Ma con riguardo al trattamento sanzionatorio è fondato anche il motivo specifico – che, in relazione a quanto dianzi osservato, assume una ancor più pregnante rilevanza – relativo alla omessa motivazione da parte della Corte territoriale in ordine alla richiesta di sostituzione della pena detentiva ai sensi dell’art. 53 della L. 689/81 formulata con l’atto di appello ed alla quale la Corte distrettuale non ha fornito alcuna risposta: omissione ancor più censurabile proprio in relazione al ridimensionamento della pena che avrebbe potuto giustificare in via astratta l’applicazione della norma invocata dalla difesa.

Pertanto il Giudice di rinvio, nel rimodulare, ove ne ricorrano le condizioni, il trattamento sanzionatorio, dovrà anche verificare l’applicabilità in concreto della sostituzione della pena detentiva con altra misura corrispondente, rientrando anche tale profilo nell’ambito del trattamento sanzionatorio complessivo.

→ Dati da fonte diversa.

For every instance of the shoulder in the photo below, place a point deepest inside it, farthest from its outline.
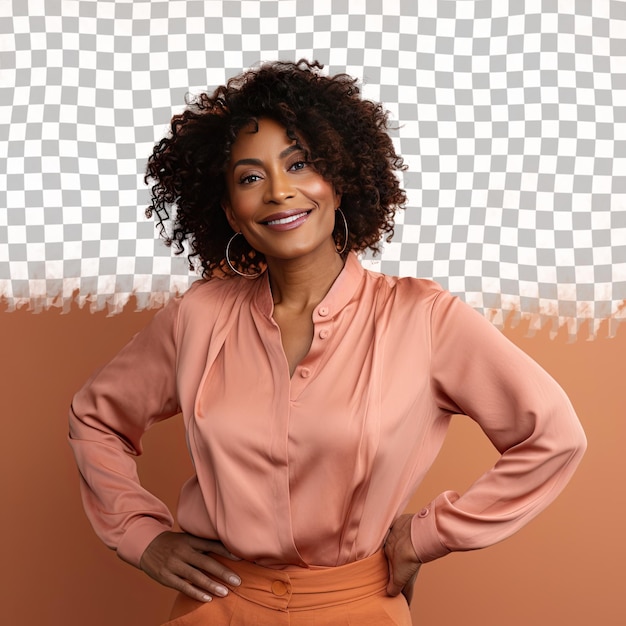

Nel resto il ricorso va rigettato, riconfermandosi l’irrevocabilità della sentenza in punto di conferma della penale responsabilità ai sensi dell’art. 624 cod. proc. pen.

P.Q.M.

Annulla la sentenza impugnata limitatamente al trattamento sanzionatorio, con rinvio alla Corte di Appello di Napoli. Rigetta nel resto il ricorso.